Par contre, les “conseils” non sollicités de la partie de vous-même qui se fixe des objectifs à atteindre absolument, qui a peur de décevoir (vous-même ou les autres), qui désire devenir tel type de personne, sont le terreau de la culpabilisation.

En fonction de votre éducation, des schémas familiaux que l’on vous a transmis, de votre histoire et de vos expériences personnelles, ce sentiment de culpabilité peut être plus ou moins envahissant chez vous. Si vous sentez que c’est très présent, je vous invite à l’identifier avec bienveillance, puis à entamer un travail sur vous auprès d’une kinésiologue par exemple, d’une psychologue, ou encore d’un hypnothérapeute.
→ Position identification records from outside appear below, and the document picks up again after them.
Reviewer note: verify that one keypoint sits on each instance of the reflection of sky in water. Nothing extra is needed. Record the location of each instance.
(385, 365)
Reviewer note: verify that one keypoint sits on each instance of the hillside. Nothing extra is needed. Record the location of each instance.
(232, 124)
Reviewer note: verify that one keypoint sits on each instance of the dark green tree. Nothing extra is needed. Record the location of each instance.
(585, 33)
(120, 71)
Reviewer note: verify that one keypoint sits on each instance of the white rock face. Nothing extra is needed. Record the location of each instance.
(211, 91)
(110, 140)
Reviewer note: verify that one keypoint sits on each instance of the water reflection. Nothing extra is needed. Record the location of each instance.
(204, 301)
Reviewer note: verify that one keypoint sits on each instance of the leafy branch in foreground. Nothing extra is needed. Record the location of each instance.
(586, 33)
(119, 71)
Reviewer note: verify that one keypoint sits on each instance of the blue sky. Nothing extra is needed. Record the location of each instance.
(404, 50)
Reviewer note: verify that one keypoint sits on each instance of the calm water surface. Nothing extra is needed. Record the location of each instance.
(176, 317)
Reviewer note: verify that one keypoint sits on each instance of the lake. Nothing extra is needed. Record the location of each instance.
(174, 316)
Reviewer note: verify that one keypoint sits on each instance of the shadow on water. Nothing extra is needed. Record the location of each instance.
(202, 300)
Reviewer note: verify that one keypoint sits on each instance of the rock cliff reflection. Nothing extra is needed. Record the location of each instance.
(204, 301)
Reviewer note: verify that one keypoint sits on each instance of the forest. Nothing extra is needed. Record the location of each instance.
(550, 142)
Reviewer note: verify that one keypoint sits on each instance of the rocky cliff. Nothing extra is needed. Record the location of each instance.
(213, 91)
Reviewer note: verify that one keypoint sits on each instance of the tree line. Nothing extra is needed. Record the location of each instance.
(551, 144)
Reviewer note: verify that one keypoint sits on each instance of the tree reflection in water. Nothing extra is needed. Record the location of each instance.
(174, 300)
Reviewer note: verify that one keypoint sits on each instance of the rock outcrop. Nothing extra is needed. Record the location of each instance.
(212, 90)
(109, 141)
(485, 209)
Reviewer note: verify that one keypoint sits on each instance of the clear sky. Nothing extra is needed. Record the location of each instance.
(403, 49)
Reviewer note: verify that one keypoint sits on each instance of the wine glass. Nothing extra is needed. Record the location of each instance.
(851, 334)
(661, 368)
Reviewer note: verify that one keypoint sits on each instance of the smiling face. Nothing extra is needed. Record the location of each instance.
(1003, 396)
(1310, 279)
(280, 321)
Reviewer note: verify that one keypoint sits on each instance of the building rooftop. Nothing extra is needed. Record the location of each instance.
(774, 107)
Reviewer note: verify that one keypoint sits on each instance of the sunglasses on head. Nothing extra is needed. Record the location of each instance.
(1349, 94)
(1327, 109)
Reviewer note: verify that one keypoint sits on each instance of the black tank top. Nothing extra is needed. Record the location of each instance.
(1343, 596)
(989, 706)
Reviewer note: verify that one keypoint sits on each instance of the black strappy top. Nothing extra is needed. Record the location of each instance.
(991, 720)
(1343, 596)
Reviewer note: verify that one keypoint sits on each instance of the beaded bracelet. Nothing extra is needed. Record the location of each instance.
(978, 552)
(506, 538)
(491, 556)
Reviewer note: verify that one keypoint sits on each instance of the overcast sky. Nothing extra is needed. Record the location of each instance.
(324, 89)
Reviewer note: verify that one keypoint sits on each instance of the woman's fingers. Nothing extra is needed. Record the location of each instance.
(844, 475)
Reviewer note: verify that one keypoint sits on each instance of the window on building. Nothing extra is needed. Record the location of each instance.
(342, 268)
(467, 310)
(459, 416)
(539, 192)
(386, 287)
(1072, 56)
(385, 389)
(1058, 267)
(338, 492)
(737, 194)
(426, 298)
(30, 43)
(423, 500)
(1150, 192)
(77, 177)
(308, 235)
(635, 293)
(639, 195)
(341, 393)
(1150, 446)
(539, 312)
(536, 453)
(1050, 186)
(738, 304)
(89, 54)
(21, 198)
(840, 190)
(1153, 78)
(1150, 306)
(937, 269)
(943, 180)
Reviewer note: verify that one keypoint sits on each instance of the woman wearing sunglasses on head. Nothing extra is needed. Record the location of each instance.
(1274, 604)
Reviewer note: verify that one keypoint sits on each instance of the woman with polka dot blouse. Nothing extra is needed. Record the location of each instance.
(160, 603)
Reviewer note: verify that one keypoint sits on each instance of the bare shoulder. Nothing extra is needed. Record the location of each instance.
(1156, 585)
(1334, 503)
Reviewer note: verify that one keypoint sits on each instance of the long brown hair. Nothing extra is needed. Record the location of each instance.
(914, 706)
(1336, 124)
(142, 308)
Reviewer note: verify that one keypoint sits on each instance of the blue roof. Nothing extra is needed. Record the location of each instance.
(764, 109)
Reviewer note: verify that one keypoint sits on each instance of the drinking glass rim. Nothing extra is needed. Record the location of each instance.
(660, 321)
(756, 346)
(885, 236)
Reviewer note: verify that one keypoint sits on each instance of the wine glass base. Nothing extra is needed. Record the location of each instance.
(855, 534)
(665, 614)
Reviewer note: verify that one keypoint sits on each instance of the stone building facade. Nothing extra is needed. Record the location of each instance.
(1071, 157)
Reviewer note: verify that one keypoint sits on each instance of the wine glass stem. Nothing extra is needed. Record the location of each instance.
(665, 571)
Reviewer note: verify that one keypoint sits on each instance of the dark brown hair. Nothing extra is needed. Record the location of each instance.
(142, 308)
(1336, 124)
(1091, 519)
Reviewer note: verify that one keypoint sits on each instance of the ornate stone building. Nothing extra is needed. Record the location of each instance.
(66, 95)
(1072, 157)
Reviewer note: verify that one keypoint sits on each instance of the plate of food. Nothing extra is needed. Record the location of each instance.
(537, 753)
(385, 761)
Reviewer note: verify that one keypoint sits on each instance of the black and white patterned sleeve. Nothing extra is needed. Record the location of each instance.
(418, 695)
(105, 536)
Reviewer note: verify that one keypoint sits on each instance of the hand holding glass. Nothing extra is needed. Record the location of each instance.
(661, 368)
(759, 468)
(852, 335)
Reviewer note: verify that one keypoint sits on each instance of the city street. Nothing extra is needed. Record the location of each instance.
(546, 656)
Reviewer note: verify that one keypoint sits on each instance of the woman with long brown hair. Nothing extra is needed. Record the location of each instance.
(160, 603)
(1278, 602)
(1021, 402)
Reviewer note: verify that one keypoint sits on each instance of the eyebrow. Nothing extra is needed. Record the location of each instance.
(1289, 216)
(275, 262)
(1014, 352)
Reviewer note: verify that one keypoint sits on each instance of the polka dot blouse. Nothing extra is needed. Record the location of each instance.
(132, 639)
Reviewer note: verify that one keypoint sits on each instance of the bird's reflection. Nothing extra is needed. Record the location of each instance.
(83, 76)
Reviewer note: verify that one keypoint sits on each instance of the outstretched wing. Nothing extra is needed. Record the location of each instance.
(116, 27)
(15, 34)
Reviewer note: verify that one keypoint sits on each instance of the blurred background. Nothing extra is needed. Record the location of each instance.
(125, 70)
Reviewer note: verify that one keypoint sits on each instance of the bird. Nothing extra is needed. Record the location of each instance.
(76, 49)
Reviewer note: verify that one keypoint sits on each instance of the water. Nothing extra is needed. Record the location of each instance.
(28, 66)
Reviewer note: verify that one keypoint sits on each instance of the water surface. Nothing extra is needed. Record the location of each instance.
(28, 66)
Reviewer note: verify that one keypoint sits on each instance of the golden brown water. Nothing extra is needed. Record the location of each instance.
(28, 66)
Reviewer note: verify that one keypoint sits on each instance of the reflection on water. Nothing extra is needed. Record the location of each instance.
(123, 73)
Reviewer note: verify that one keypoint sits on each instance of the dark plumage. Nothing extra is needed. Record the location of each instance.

3 Actions pour remettre votre bien-être au centre de vos priorités
  • Méditez sur le fait de culpabiliser quand vous prenez du temps pour vous. Accordez-vous du temps pour pousser ce raisonnement jusqu’au bout. Si vous prenez du temps pour vous-même, que vous faites des activités qui vous nourrissent et vous détendent (scroller ne compte pas, même si c’est parfaitement OK de temps en temps !), alors vous serez plus reposée et disponible pour les autres. En revanche si vous essayez d’être la “meilleure” personne, qui donne tout son temps et son énergie aux autres, surtout pour ne froisser personne, alors vous allez vous épuiser et vous ne serez plus utile à personne. Vous pouvez démarrer votre méditation avec cette citation :
    “Ne crains pas de perdre des gens. Crains plutôt de te perdre en essayant de plaire à tout le monde”
  • Faites de la place dans votre emploi du temps. Vous êtes toujours la tête dans le guidon en essayant d’aider tout le monde, tout le temps, sans jamais prendre de temps pour vous au risque de passer pour une égoïste ou simplement parce que vous n’avez pas le temps ? Faites du tri dans votre emploi du temps. Vous êtes fatiguées et au fond du vous, vous n’avez pas envie de rentrer tard de cette soirée bruyante avec vos amis ? Restez dormir. On vous demande d’être d’astreinte la semaine où vous aviez prévu vos congés ? Refusez. Vous n’avez pas 2h pour vous dans la semaine parce que vous courrez à droite à gauche pour les activités des enfants ? Déléguez les trajets, ou faites garder vos enfants à un autre moment de la semaine. Trouvez des astuces pour vous libérer du temps pour vous, c’est fondamental.
  • Faites la liste des choses qui vous nourrissent mais que vous ne prenez jamais le temps de faire. Puis mettez ces choses au programme dans votre planning, sans déroger à la règle. Vous avez rendez-vous avec vous-même, ce n’est pas négociable.
2 erreurs qui ANNULENT L’EFFET BIEN-ÊTRE
  • Vous vous comparez aux autres, ou à vous-même !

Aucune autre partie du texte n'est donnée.